Both of these cars are considered "Entry Level" models designed for kids. Yes, the Märklin car is a bit more expensive, but I think you can see what you're paying for.

 

Z Gauge Detail


Z Gauge Tank Car, note fine print under bar on right side
Märklin also makes the world's smallest mass-produced train sets, known as Z Gauge. This gauge is 1:220, which means that 1 real life inch is 220 inches (or, 18 feet 4 inches ) in the scale.

Oh, if you are a Cat, this gauge represents the ultimate in play value -- you are bigger than the trains, they move fast but not fast enough, and they are easily chomped on and can be batted around by your paws!

Here is another example of printing detail. This is my model of the Baker's Chocolate tank car. This car has sat on top of one of my computers for over 6 years, and its been knocked off from time to time. It even ended up in the office trash once, although we found it (grrr!). After washing it, I decided to try my hand at revealing some of the print on it.
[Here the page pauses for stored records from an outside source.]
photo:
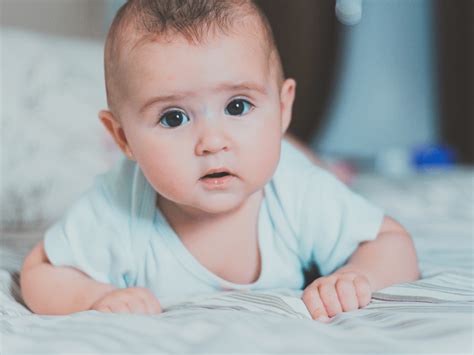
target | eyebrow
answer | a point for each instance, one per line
(244, 86)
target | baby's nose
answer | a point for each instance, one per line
(212, 141)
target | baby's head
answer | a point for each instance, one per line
(194, 88)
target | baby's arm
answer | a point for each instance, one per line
(52, 290)
(389, 259)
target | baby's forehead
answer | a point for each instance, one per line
(127, 38)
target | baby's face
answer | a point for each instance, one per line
(195, 110)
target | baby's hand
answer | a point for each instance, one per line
(340, 292)
(128, 300)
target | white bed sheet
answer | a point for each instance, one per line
(432, 315)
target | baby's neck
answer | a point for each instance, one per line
(196, 224)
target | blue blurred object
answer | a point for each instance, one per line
(349, 12)
(433, 156)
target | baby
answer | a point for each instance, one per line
(210, 196)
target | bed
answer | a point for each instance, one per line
(432, 315)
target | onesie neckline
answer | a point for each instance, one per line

The car is not even 2 inches long. Look at the printing under the black rail that runs along the middle of the car. Notice the block of print on the right end, I've added an arrow pointing up to it.


Can you read that?
Here is a closeup of the print on the right side under that bar:

 

CHOCOLATE ONLY
AAR 203 W SPECIAL
GATC 2954
EQUIPD WITH
SAFTEY VENT

Now, there may be American manufacturers who make stuff this detailed, but I haven't found them yet. Neither I nor my friends have ever been able to read that, even when using a Magnifying glass. Its only when I used Super Macro mode on an Olympus Digital Camera that I finally was able to see it.

Real Running Jewelry


Set 88853
I'd also like to point out that Märklin truly is the Jeweler of Model Railroading. Look at their Z Gauge Engine Set 88853. Those engines really run, and are made out of Gold, Silver and Brass. And diamonds and rubies. Here is the Description from the current catalog:

Set consists of 3 models of the class 03 express locomotive with tender. One each model in a version with the locomotive and tender body made of solid 18 carat gold, sterling silver, and solid bronze. 3 cut diamonds shine as triple headlights on each locomotive. 3 rubies serve to represent the marker lights on each tender. The locomotives are fully functional and are equipped with a 5-pole motor. All of the driving axles are powered. All of the wheels are gold plated. The wheels on the locomotives feature black spokes. The side rods, drive rods, and crosshead guides are gold plated and inlaid with black. All 3 locomotives in this set are provided with consecutive numbering and thereby make each set unique and unmistakable. These exclusive decorative pieces are protected in a high quality case. White gloves are included to protect the locomotives. A numbered certificate confirms the authenticity of this unique edition. The length over the buffers for each locomotive is 112 mm / 4-7/16. This steam locomotive edition is being produced in a one-time series and only on order in 2004. The extremely expensive process for the manufacture of this edition is reflected in the strictly limited run.

Maybe we should keep the Cat away from that, eh?